La reconversion par alternance dite Pro-A
Requalifier sans quitter l’entreprise
La pro-a vise un objectif précis : permettre à un salarié, souvent peu ou moyennement qualifié, de monter en compétences ou de changer de métier, tout en restant dans son entreprise, par l’alternance. C’est une reconversion interne, encadrée, négociée.
Le principe :
- un maintien du contrat de travail
- des périodes alternées en formation et en situation de travail
- une qualification visée, reconnue par l’état ou par une branche
Un outil à double tranchant
La pro-a peut être un levier puissant pour :
- éviter l’obsolescence des compétences
- accompagner les mutations technologiques
- sécuriser les parcours des salariés fragilisés
Mais elle peut aussi servir à ajuster les effectifs sans le dire, en orientant certains salariés vers des métiers moins stratégiques ou moins exposés. Reconversion ou déplacement discret du problème : tout dépend de l’usage qui en est fait.

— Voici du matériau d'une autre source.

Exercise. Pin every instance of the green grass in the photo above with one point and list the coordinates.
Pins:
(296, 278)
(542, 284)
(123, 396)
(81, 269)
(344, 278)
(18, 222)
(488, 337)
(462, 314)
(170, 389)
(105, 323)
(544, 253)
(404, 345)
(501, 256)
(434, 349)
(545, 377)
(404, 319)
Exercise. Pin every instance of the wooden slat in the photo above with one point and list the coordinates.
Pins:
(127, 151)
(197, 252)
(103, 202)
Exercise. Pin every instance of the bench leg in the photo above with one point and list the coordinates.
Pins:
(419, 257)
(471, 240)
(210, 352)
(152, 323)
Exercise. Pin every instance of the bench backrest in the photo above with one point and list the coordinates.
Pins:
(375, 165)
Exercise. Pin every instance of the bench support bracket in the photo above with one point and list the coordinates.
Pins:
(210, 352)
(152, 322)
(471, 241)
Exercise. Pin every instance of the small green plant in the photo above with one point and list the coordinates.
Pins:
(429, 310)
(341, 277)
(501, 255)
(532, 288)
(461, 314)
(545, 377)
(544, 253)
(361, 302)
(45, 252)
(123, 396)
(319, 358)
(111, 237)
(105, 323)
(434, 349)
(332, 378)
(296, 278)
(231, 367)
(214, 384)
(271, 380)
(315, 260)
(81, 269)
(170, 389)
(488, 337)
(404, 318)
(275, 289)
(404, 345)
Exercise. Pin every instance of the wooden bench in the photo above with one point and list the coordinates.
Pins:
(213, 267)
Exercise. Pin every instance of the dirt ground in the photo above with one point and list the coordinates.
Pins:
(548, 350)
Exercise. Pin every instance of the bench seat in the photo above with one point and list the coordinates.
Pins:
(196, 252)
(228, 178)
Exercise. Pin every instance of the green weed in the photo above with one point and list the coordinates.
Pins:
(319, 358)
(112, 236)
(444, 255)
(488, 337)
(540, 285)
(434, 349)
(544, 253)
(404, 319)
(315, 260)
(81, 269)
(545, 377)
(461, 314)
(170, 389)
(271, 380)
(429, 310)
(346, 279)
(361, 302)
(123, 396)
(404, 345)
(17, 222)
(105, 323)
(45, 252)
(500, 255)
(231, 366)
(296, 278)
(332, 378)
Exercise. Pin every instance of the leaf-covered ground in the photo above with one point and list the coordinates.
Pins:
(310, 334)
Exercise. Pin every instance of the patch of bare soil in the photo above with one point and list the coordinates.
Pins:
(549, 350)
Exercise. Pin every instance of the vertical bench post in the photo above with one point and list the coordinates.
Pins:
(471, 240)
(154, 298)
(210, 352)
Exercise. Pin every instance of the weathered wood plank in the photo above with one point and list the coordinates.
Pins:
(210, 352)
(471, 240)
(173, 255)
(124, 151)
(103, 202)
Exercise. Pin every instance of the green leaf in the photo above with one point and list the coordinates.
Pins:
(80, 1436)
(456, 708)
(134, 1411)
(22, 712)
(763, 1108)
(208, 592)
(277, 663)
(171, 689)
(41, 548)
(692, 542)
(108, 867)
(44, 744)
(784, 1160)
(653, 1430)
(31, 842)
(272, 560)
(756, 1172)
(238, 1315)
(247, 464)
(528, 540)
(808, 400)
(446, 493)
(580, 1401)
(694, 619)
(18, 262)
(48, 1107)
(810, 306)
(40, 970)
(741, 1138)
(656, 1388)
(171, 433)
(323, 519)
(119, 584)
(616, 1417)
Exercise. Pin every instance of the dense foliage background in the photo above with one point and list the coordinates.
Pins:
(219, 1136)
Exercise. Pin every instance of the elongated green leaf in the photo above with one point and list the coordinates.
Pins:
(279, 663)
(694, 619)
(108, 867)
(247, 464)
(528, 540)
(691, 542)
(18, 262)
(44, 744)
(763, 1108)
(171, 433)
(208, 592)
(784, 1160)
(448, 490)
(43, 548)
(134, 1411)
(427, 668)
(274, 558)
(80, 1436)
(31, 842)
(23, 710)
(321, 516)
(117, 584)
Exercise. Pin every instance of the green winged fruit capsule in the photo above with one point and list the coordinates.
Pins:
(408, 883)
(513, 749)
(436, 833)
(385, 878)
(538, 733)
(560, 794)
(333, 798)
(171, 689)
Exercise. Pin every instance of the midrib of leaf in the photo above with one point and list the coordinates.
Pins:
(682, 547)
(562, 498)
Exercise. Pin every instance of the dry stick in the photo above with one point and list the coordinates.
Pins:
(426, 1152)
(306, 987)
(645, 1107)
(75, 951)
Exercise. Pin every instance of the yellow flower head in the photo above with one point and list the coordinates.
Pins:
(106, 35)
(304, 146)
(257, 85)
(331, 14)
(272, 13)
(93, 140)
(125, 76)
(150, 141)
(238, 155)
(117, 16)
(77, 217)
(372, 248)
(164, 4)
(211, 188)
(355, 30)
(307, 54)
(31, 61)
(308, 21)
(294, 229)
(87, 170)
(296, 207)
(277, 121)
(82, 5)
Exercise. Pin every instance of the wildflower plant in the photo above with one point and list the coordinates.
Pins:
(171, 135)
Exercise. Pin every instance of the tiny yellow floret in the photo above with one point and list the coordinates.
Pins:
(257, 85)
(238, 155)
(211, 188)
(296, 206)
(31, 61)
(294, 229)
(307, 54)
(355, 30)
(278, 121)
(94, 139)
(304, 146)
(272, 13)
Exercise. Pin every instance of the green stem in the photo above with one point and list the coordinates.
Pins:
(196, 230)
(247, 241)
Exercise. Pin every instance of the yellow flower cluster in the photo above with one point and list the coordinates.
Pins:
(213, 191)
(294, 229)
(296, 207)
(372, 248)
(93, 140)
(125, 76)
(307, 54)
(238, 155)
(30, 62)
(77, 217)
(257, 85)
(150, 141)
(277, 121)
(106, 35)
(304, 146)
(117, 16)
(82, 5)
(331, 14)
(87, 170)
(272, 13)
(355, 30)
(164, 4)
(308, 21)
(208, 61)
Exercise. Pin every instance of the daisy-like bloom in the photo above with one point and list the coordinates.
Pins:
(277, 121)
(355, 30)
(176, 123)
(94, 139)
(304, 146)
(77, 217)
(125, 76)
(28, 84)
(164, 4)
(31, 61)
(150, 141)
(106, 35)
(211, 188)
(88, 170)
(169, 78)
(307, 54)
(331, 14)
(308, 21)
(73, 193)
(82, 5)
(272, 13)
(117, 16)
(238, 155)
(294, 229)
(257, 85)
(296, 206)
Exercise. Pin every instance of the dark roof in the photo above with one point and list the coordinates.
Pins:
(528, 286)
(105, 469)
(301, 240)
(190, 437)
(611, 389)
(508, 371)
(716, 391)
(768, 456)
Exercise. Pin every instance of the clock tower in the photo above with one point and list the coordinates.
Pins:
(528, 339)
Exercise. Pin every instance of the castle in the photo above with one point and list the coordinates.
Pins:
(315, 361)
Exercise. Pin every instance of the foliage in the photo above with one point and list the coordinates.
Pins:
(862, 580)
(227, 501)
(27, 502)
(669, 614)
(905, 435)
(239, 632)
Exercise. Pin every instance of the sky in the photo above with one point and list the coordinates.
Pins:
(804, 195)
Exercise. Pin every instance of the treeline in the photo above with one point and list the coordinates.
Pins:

En additionnant apprentissage, professionnalisation, projet de transition professionnelle, compte personnel de formation, plan de développement des compétences et pro-a, on obtient un paysage complexe, où les discours sur la formation tout au long de la vie masquent souvent une lutte silencieuse pour le contrôle des trajectoires professionnelles.
Les différents contrats de formation dessinent un compromis instable entre besoins des entreprises, aspirations individuelles et financements collectifs. Apprentissage et professionnalisation servent l’insertion et l’ajustement rapide, le projet de transition professionnelle et le compte personnel de formation redonnent un peu de pouvoir au salarié, le plan de développement des compétences et la pro-a recentrent le jeu dans l’entreprise. Comprendre ces dispositifs, c’est refuser de subir les choix des autres et traiter la formation non comme un avantage accessoire, mais comme un enjeu central de pouvoir sur sa vie professionnelle.